Targeting Cystic Fibrosis Inflammation in the Age of CFTR Modulators: Focus on Macrophages
Gillan, J. L., Davidson, D. J., Gray R. D.
Cystic fibrosis is a life-shortening, multiorgan, autosomal recessive disease caused by mutations in the cystic fibrosis transmembrane conductance regulator (CFTR) gene. The most prominent clinical manifestation in CF is the development of progressive lung disease characterised by an intense, chronic inflammatory airway response that culminates in respiratory failure, and ultimately death. In recent years, a new class of therapeutics which have the potential to correct the underlying defect in CF, known as CFTR modulators, have revolutionised the field. Despite the exciting success of these drugs, their impact on airway inflammation, and its long-term consequences, remain undetermined.
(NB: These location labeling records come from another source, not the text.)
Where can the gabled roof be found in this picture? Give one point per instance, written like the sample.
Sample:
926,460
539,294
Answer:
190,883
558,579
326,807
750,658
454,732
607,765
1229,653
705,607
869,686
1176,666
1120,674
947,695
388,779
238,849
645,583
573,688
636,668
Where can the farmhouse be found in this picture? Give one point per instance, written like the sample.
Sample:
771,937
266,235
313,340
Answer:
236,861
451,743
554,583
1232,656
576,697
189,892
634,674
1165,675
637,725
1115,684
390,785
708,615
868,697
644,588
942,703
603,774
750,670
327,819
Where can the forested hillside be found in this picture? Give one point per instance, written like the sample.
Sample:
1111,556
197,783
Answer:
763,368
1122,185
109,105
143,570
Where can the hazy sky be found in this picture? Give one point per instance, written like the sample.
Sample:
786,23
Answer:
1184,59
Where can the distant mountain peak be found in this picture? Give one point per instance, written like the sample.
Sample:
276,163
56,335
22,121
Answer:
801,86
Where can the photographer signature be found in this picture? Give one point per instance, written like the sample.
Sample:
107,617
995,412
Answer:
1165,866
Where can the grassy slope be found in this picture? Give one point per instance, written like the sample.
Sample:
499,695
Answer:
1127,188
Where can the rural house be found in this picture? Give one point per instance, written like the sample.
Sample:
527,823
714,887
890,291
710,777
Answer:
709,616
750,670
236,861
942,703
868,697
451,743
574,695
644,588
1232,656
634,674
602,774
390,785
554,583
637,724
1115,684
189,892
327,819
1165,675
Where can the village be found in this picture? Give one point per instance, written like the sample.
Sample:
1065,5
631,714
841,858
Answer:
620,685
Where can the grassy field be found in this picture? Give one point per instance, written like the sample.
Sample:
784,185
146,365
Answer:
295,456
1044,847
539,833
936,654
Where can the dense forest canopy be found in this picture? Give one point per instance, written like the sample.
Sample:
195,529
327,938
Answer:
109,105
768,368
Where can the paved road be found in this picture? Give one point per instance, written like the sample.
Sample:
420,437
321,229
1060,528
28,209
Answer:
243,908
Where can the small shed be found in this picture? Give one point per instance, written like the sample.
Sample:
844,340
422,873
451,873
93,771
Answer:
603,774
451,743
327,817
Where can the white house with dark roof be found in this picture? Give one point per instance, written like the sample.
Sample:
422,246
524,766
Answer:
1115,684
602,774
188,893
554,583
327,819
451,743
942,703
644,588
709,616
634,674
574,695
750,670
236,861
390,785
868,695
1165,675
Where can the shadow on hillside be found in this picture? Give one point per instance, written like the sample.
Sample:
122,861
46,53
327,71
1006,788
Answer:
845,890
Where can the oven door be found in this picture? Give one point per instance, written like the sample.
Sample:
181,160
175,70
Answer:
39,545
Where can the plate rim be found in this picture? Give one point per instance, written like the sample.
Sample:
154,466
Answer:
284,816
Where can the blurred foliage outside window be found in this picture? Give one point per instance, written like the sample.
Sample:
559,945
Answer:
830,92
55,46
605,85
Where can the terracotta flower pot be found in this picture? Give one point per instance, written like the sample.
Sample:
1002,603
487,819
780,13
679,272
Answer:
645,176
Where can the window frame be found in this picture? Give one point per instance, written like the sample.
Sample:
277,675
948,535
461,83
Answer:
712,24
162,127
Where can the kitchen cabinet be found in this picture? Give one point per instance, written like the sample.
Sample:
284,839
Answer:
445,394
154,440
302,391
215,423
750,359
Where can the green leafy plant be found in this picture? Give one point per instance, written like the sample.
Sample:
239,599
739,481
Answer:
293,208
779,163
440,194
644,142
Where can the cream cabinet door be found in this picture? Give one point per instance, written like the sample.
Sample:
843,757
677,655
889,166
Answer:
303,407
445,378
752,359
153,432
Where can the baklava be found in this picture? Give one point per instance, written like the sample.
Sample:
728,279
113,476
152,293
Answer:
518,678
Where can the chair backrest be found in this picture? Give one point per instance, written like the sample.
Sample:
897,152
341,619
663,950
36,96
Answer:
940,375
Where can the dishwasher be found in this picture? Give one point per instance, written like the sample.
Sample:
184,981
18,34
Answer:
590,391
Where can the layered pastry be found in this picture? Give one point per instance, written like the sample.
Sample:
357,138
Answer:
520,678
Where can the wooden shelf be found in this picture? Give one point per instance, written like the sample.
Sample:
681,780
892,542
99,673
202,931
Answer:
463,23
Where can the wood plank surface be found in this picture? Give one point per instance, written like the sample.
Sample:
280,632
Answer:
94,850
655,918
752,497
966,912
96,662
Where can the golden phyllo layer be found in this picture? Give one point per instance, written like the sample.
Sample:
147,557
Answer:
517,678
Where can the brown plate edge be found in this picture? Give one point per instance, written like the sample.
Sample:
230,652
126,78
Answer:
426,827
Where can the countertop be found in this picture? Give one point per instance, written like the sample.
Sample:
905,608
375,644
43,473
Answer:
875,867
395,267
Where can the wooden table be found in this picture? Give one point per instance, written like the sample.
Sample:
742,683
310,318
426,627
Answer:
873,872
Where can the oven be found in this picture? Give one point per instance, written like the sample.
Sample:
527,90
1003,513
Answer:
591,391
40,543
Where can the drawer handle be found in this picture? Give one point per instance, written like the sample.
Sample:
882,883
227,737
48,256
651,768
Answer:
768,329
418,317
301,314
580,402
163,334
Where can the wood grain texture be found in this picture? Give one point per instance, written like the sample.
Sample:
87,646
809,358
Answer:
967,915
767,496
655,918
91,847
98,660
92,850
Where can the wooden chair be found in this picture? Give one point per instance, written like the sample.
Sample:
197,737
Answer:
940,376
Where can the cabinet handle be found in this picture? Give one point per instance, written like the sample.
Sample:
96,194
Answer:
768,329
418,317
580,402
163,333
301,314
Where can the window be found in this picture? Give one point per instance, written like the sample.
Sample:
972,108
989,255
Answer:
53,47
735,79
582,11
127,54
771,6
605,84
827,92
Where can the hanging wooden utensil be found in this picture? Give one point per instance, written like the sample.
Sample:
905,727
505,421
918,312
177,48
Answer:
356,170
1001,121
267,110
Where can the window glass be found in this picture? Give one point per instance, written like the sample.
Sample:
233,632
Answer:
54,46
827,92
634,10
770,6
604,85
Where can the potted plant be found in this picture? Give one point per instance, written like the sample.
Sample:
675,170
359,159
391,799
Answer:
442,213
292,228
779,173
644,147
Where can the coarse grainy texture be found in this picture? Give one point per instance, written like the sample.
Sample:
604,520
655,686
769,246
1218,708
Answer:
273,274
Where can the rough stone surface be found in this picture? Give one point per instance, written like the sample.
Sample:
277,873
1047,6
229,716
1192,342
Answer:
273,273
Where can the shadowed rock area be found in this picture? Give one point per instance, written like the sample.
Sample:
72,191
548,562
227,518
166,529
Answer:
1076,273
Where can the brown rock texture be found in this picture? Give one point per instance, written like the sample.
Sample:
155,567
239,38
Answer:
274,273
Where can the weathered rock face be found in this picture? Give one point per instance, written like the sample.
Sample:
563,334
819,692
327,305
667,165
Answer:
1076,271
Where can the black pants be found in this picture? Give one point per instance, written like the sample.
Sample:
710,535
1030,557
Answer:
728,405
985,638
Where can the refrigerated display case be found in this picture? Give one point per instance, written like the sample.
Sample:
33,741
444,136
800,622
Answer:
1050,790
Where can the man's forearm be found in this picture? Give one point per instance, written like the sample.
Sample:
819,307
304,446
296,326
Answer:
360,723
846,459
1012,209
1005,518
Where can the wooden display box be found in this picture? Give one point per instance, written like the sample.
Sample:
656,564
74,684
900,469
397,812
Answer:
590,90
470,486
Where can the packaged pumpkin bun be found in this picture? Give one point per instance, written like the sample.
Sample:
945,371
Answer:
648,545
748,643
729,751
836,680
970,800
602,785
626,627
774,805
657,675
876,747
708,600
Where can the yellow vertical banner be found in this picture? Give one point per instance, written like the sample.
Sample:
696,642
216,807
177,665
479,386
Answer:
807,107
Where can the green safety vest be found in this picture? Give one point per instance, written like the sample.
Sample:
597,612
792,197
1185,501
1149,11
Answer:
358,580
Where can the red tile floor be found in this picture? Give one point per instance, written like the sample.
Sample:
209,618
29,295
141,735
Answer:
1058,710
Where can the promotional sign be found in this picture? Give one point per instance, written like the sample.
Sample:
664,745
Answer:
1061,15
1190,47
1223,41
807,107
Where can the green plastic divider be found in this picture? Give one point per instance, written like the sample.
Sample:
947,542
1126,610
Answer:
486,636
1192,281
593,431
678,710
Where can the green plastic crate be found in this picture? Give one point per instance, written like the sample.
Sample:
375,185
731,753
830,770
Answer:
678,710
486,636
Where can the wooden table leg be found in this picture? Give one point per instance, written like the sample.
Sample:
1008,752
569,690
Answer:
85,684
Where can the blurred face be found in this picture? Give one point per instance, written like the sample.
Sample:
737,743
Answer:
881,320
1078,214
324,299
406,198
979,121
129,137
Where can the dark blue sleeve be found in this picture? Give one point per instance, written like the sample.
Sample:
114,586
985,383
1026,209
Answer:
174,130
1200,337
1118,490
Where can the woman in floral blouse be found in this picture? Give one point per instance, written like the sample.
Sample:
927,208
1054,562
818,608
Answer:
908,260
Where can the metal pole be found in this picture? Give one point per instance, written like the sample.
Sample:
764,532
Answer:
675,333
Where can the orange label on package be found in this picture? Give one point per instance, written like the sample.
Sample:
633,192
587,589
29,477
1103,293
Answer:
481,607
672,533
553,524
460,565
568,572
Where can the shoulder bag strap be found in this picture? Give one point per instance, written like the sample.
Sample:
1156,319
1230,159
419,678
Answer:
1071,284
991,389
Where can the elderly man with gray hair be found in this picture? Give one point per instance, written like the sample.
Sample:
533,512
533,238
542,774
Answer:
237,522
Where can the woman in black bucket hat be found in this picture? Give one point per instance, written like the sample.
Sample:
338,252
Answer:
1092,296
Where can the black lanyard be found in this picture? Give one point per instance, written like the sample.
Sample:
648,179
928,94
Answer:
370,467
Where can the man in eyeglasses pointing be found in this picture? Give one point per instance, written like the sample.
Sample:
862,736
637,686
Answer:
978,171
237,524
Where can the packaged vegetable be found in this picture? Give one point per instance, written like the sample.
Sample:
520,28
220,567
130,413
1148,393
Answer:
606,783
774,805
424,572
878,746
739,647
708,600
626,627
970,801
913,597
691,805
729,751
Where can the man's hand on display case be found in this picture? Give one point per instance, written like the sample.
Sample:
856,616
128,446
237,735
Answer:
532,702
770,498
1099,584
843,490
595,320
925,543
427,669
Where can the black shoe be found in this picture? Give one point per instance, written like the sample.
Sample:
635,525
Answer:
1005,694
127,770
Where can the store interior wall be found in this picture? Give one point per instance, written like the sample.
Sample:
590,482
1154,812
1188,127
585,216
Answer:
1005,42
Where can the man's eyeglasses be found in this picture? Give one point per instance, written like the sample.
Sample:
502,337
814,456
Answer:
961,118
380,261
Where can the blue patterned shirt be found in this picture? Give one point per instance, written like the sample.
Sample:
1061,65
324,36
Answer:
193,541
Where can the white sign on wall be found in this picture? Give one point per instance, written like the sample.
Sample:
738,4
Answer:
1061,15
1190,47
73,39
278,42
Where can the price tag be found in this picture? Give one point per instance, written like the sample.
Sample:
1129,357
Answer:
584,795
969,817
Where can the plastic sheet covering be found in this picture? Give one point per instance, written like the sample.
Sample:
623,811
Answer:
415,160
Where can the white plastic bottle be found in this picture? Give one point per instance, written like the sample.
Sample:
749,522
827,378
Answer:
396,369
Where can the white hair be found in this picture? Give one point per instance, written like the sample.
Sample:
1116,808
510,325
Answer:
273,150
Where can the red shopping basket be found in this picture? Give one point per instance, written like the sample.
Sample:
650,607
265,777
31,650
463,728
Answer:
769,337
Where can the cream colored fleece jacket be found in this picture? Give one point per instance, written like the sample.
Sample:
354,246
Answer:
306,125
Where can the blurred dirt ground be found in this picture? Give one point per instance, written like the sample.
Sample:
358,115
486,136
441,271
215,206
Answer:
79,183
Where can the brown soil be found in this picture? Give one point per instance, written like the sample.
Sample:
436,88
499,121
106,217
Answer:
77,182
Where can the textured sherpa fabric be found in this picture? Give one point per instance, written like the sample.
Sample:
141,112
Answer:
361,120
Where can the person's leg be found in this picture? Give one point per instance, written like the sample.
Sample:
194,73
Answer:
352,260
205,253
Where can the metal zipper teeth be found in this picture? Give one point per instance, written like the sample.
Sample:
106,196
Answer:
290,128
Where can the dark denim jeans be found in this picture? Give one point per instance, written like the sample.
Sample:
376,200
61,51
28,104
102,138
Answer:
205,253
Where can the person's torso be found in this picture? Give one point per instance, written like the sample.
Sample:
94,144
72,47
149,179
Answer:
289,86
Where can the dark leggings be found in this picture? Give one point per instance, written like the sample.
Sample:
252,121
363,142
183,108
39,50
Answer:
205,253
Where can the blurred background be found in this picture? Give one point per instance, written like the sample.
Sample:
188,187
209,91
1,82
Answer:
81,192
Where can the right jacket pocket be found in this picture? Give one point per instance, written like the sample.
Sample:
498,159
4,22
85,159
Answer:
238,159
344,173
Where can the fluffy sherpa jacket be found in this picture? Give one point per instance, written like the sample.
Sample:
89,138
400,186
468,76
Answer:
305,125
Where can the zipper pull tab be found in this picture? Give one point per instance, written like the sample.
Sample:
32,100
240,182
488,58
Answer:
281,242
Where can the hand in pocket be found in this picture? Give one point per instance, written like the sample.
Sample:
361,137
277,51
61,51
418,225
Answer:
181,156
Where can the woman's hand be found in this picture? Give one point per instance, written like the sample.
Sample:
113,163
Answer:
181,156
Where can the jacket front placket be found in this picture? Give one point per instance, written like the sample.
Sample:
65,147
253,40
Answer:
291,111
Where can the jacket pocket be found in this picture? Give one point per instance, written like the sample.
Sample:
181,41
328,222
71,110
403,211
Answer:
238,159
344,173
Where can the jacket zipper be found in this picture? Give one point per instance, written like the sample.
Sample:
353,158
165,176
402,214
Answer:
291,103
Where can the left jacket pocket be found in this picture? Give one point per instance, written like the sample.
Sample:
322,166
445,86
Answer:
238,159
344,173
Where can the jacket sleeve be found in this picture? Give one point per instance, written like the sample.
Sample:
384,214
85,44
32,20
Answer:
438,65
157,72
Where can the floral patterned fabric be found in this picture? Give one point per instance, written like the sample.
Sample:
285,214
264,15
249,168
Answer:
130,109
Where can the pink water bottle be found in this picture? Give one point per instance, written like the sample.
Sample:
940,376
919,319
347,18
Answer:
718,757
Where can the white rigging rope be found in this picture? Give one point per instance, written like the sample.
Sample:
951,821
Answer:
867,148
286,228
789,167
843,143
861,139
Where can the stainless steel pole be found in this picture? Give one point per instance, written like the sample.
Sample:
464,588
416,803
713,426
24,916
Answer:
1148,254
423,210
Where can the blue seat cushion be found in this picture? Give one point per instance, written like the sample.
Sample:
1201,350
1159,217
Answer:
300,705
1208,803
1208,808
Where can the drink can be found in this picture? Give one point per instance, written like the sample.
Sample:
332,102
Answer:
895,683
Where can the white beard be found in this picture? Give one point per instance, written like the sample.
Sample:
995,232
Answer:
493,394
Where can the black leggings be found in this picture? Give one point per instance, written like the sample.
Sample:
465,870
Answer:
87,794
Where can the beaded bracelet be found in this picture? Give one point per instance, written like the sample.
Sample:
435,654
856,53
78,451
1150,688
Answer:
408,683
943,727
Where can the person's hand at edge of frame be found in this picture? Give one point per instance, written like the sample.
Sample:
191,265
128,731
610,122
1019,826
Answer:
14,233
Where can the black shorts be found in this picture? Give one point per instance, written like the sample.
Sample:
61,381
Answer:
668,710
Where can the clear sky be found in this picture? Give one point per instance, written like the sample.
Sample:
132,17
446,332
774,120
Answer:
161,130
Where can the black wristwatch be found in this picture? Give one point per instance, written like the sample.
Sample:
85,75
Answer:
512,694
In addition, studies querying the absolute requirement for infection as a driver of CF inflammation have challenged the traditional consensus on CF pathogenesis, and also emphasise the need to prioritise complementary anti-inflammatory treatments in CF. Macrophages, often overlooked in CF research despite their integral role in other chronic inflammatory pathologies, have increasingly become recognised as key players in the initiation, perpetuation, and resolution of CF lung inflammation, perhaps as a direct result of CFTR dysfunction. These findings suggest that macrophages may be an important target for novel anti-inflammatory interventional strategies to effectively treat CF lung function decline. This review will consider evidence for the efficacy for anti-inflammatories in the treatment of CF, the potential role of macrophages, and the significance of targeting these pathways at a time when rectifying the basic defect in CF, through use of novel CFTR modulator therapies, is becoming increasingly viable.